Buffy the Vampire Slayer – Season 7
Custom Rating

This is it folks, the last season of Buffy the Vampire Slayer, and what a season!  Season Seven goes back to the beginning and returns many familiar faces including a great villain from the Season Three episode Amends.  Okay, for one last time, let’s take a look…

It’s not about right, not about wrong,
it’s about power

Returns are a big theme in Season Seven.  Spike (James Marsters) has returned to Sunnydale after being reinsouled and is living in the basement of the new high school where Dawn (Michelle Trachtenberg) has begun her freshman year.  The First returns to Sunnydale to declare war on Buffy (Sarah Michelle Gellar) and the entire Slayer line including all the girls who potentially might be chosen as the next Slayer.  Both Willow (Alyson Hannigan) and Giles (Anthony Stuart Head) will return from England to join the fight.  Jonathan (Danny Strong) and Andrew (Tom Lenk) will return from hiding out in Mexico.  Even Faith (Eliza Dushku) and Angel (David Boreanaz) will show up to lend their support to the final battle.  Buffy and the gang band together with the potential slayers as they fight off The First which is impossible to destroy and has legions of followers under its command including Ubervampires and potentially Spike himself.  The biggest battle of the series will take place as the army of the chosen lines up against the First Evil.

The First is one of the most interesting villains of the series because it can be stopped, but never defeated.  Although incoporeal it appears as any person who has died, including Buffy herself.  One nice thing is that we get to see some of the old Buffy villains used as guises of The First including Warren (Adam Busch), The Master (Mark Metcalf), Glory (Clare Kramer), Drusilla (Juliet Landau), the Mayor (Harry Groener), and Adam (George Hertzberg).  The first has an army of Bringers, the Ubervamp (Erik Betts), a crazy Spike who has been triggered to go off at precisely the right moment, and a preacher (Nathan Fillion) who very much dislikes young girls.

The Scooby Gang

The season arc will take us back to the beginning, returning us to the mission statement of the series – It’s about Power.  The final arc gives us loads to watch and cheer about, even if some of the potential Slayers get annoyingly whiney.  One of my favorite moments of the series is Xander’s (Nicholas Brendon) speech to Dawn in the final minutes of Potential about the role of those who aren’t chosen.  Other great moments aplenty, here are a few…

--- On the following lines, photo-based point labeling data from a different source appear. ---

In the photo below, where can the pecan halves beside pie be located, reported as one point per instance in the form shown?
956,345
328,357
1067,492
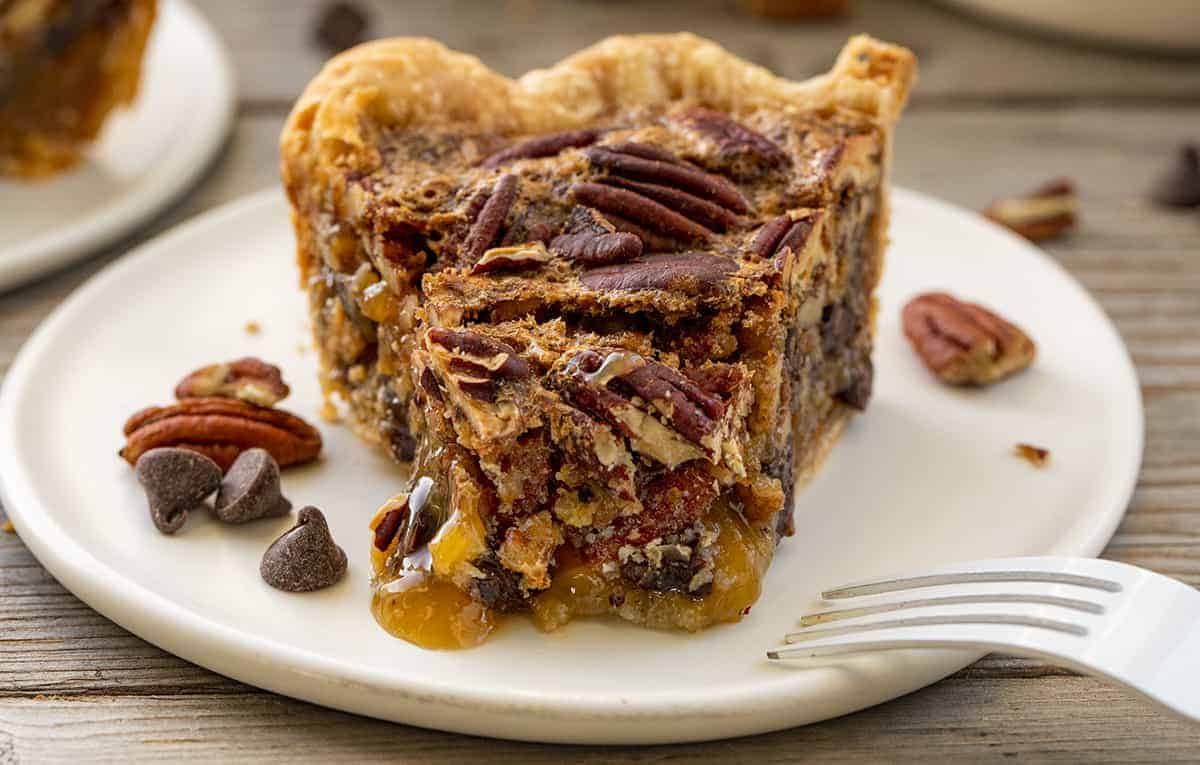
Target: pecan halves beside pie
591,240
490,220
221,428
735,140
249,379
964,343
543,146
1045,212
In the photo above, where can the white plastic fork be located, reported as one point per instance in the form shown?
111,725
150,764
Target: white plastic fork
1113,620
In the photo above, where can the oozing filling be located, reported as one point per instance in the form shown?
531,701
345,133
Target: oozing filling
610,350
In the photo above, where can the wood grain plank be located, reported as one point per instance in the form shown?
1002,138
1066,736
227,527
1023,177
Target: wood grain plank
976,720
961,59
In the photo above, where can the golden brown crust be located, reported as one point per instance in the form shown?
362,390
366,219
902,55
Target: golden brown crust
408,80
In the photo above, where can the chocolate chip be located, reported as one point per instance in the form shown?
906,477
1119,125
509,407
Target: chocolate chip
1180,186
689,272
305,558
341,25
251,489
175,481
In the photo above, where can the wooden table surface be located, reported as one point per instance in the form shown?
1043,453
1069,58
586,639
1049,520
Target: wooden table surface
995,113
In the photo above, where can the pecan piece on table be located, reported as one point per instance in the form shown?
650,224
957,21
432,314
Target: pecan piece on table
591,240
490,220
543,146
1045,212
689,272
664,414
515,258
249,379
964,343
221,428
1180,185
735,140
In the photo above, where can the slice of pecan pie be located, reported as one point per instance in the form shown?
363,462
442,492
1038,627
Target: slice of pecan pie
64,66
616,309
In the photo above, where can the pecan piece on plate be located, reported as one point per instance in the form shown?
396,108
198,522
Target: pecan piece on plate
964,343
664,414
221,428
250,379
490,220
515,258
1045,212
690,272
1036,456
543,146
735,140
591,240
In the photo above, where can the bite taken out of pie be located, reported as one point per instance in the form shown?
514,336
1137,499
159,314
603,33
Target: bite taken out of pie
612,311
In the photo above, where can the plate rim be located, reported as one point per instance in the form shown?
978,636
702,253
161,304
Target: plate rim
160,187
277,667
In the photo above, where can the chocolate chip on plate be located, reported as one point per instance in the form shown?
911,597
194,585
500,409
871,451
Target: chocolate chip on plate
175,481
251,489
341,25
305,558
1180,186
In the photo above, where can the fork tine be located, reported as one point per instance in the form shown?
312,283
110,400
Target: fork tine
820,618
879,586
1018,620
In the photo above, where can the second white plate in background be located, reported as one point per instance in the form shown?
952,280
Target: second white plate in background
144,158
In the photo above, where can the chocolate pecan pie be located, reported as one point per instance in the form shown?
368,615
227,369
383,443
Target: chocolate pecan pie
64,66
615,309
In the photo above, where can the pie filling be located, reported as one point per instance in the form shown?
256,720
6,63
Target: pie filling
610,353
64,66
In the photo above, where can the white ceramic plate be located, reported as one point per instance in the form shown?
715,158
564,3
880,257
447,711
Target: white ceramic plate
143,160
924,477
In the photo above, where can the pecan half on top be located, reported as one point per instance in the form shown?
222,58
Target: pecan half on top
221,428
591,240
964,343
477,374
543,146
688,272
250,379
489,220
1045,212
665,415
735,140
515,258
655,191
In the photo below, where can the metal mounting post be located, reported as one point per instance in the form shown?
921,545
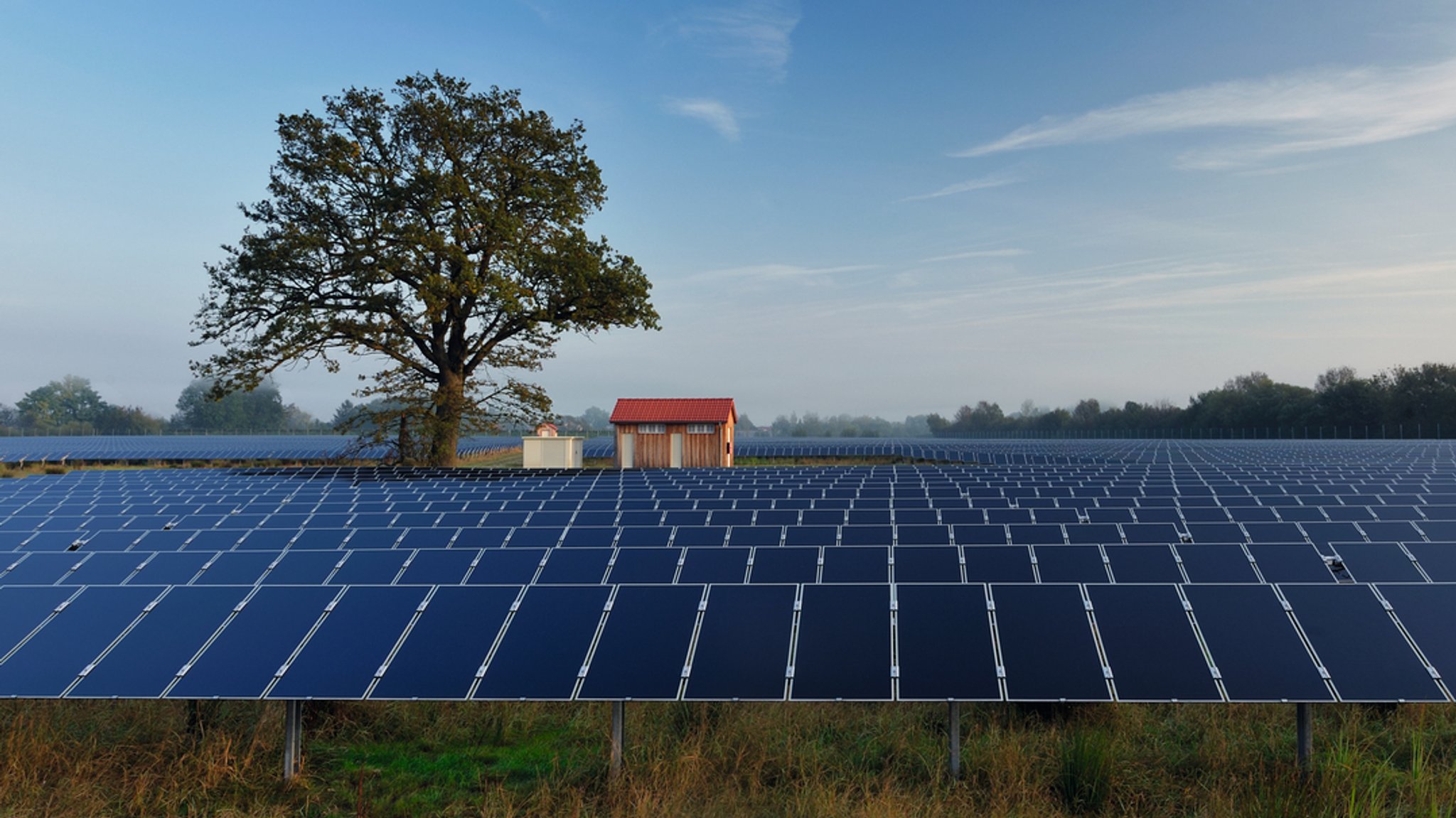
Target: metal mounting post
618,737
291,738
956,741
1305,737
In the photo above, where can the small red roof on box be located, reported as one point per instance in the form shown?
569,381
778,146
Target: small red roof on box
675,411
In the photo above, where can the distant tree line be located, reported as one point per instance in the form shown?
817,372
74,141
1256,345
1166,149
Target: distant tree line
1400,401
813,426
72,407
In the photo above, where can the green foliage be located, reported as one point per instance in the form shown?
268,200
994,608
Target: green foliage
440,232
62,404
811,424
73,407
1407,401
717,760
257,409
1085,782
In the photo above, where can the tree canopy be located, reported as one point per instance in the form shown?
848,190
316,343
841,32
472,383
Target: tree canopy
255,409
1407,401
440,232
73,407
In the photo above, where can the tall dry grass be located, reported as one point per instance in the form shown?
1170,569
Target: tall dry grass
722,760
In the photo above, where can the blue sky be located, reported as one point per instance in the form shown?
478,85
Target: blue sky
843,207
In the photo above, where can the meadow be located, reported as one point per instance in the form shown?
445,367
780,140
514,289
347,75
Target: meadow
722,760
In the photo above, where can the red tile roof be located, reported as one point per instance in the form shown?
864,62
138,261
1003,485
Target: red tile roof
675,411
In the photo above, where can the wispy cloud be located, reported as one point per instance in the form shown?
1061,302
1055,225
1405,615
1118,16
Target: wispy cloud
1288,114
718,115
778,273
1002,254
993,181
754,36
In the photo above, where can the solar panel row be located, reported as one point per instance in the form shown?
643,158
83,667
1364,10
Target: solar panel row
1123,564
722,642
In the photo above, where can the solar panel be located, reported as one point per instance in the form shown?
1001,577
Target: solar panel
144,662
643,651
50,661
843,644
355,637
545,644
1047,647
1360,645
1150,645
1254,645
242,661
447,644
946,644
743,645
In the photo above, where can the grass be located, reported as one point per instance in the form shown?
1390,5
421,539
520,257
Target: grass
725,760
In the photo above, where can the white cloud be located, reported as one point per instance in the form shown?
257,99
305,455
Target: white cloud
1289,114
754,36
718,115
1002,254
778,273
993,181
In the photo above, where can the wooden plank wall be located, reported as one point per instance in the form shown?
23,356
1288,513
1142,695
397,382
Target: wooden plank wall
655,451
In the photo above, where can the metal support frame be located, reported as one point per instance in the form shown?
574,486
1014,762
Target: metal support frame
956,740
1305,737
618,737
291,738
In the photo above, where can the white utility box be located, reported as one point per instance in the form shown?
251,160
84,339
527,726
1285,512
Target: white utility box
551,451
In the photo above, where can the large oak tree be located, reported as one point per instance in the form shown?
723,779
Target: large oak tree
439,229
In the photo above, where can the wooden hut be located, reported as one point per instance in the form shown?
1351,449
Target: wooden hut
675,433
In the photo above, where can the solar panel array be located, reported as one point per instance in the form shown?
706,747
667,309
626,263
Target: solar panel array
947,450
208,447
1132,581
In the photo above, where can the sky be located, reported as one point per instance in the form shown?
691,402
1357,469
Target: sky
843,207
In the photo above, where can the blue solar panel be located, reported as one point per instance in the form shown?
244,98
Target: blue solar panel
946,644
1254,645
146,661
57,654
545,644
643,652
439,658
1360,645
244,658
1047,644
843,644
743,645
341,658
1150,645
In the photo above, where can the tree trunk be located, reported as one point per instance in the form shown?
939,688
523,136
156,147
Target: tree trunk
444,437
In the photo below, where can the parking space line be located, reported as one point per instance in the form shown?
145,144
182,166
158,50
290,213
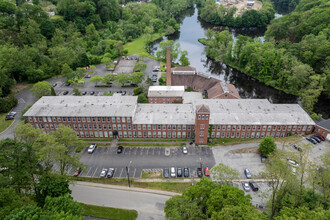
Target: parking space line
134,172
121,172
94,172
88,171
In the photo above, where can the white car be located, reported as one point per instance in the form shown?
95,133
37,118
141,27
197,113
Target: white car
172,171
91,148
104,172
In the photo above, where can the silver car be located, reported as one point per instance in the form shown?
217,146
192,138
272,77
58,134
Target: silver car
104,172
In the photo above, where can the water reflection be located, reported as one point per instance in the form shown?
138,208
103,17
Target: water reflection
192,28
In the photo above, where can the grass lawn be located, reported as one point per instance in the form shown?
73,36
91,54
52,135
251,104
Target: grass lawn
3,123
137,46
133,144
172,187
108,212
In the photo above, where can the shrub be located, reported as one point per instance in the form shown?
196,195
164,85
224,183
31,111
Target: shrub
7,103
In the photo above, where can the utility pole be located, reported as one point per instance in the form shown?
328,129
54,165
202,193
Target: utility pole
127,171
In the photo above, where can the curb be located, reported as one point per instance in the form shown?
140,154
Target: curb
125,188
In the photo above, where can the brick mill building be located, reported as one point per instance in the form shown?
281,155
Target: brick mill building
195,118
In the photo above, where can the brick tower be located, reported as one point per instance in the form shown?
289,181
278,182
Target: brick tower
168,66
202,124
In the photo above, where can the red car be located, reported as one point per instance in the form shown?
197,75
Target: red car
206,171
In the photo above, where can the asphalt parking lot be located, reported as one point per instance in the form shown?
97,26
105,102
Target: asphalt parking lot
143,158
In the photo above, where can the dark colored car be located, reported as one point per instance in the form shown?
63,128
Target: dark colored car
111,172
120,149
199,172
166,173
77,173
320,137
311,140
317,139
186,172
254,186
247,173
179,172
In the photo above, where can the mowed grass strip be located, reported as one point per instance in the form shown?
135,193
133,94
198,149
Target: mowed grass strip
108,212
3,123
166,186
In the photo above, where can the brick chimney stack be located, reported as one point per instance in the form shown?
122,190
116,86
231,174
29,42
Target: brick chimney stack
168,65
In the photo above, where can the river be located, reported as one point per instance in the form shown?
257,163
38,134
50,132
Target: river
192,28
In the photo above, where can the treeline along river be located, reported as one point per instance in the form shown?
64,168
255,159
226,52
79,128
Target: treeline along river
192,28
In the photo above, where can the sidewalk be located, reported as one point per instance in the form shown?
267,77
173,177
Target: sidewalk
133,189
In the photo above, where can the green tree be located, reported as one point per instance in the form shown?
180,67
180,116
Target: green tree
96,79
76,92
122,79
137,78
108,78
41,89
175,50
224,173
267,146
184,59
52,186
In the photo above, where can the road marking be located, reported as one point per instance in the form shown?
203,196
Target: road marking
88,171
121,172
134,172
94,172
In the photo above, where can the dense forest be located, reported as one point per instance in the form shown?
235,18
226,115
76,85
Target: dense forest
35,44
295,57
220,15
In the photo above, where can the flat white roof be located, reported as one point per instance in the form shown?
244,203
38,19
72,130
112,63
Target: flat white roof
165,91
164,114
117,105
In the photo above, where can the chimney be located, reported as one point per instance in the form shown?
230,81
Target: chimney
168,66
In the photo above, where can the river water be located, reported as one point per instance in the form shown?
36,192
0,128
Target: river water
192,28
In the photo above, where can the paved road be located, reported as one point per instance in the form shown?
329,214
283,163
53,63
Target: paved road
143,158
148,205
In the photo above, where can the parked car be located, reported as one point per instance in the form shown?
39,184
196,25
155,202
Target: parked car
120,149
247,173
77,173
254,186
186,172
320,137
206,171
111,172
317,139
199,172
246,186
166,173
104,172
172,171
311,140
91,148
179,172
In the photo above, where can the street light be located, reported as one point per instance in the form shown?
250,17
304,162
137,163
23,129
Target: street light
127,170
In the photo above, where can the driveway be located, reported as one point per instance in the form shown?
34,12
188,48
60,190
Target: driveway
148,205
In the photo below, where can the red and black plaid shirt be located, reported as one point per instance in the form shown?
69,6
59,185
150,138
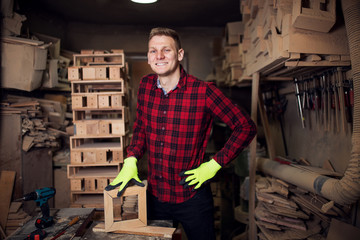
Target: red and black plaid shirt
175,129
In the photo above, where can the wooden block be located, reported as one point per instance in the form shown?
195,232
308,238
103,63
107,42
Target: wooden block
118,128
14,207
116,100
119,59
110,224
75,157
93,170
88,73
99,59
80,128
101,156
114,73
102,183
314,17
92,101
89,156
92,128
86,59
73,73
89,184
104,127
76,184
6,188
104,101
77,101
100,73
118,156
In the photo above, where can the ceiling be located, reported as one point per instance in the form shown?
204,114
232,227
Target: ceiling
177,13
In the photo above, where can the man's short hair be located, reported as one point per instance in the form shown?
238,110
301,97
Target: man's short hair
161,31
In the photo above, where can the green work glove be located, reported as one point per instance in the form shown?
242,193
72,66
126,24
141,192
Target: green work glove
127,174
200,175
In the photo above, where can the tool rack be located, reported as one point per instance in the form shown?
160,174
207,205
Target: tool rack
101,117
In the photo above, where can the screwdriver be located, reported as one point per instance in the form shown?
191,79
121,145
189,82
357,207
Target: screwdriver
62,231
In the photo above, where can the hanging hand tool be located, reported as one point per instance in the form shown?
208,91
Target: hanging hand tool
297,94
41,197
336,101
323,100
38,234
340,81
63,230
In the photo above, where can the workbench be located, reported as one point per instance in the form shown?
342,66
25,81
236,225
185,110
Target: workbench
63,216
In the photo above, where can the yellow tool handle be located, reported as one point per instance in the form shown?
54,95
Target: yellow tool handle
75,220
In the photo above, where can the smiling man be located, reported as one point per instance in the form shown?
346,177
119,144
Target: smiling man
174,116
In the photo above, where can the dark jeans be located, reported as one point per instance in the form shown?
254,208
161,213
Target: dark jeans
196,215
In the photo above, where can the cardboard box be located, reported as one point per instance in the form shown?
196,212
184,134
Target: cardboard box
54,48
233,32
22,65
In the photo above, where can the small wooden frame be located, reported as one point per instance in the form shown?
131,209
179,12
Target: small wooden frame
141,221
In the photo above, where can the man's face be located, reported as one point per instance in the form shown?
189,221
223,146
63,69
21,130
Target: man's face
163,57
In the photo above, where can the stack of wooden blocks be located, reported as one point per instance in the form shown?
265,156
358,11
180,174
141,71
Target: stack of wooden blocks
98,90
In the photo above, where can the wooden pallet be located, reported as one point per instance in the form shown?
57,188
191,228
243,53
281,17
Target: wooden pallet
78,73
91,57
103,127
94,101
97,156
113,143
89,184
92,114
96,170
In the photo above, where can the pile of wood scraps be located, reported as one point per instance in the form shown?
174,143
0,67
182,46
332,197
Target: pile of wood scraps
285,211
16,218
11,214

Converstations with Dead People

Buffy, Willow, Dawn, Jonathan and Andrew, and Spike all have their own stories that do not intersect, but have something in common.  Each of our characters is put in a situation where they discover something frightening that may or may not be true.  Dawn is visited by Joyce (Kristine Sutherland), Buffy meets a vampire she went to high school with, Willow discusses Tara with a friend of Dawn’s who has recently died (Azura Skye), Andrew talks with Warren, and a lovely but unlucky lady has the misfortune of meeting The First controlled Spike.  Great episode, and only one of two that the title is actually aired at the beginning of the show.

Ubervamp

Never Leave Me / Bring on the Night/ Showtime

This is the arc that brings back Giles and the potential slayers to Sunnydale, has the gang realize the enemy they are up against, reveals the final fate of the Watcher’s Council, and introduces the character of the Ubervamp as one of The First’s weapons.  The final battle between the Ubervamp and Buffy at the construction site works on so many levels, and hey, anytime you can throw in a Thunderdome reference, that’s pretty cool too.

Lies My Parents Told Me

Great storytelling as Giles and the gang explore Spike’s mind to difuse the trigger in his brain and free him of The First’s control.  We get flashbacks to the Spike and Drusilla relationship as well as Spike’s killing of his second Slayer in New York who is Wood’s (D.B. Woodside) mother.  Giles and Wood decide to go behind Buffy’s back and kill off Spike which creates some heated tension and a break in the Slayer / Watcher relationship.  As Buffy tells Wood after he fails, she doesn’t have time for vendettas “the mission is what matters.”

The Plan

Chosen

This is it, the finale of Buffy and damn does she go out with a bang!  Awesome episode as Whedon reaches back on all the Buffy mythos and finds a way to give us something completely new yet fall perfectly in line with the show’s mission statement and the theme of the season.  Also of interest to fans of the Whedonverse, all three stars of Whedon’s three shows appear in this episode: Gellar, Boreanaz, and Fillion.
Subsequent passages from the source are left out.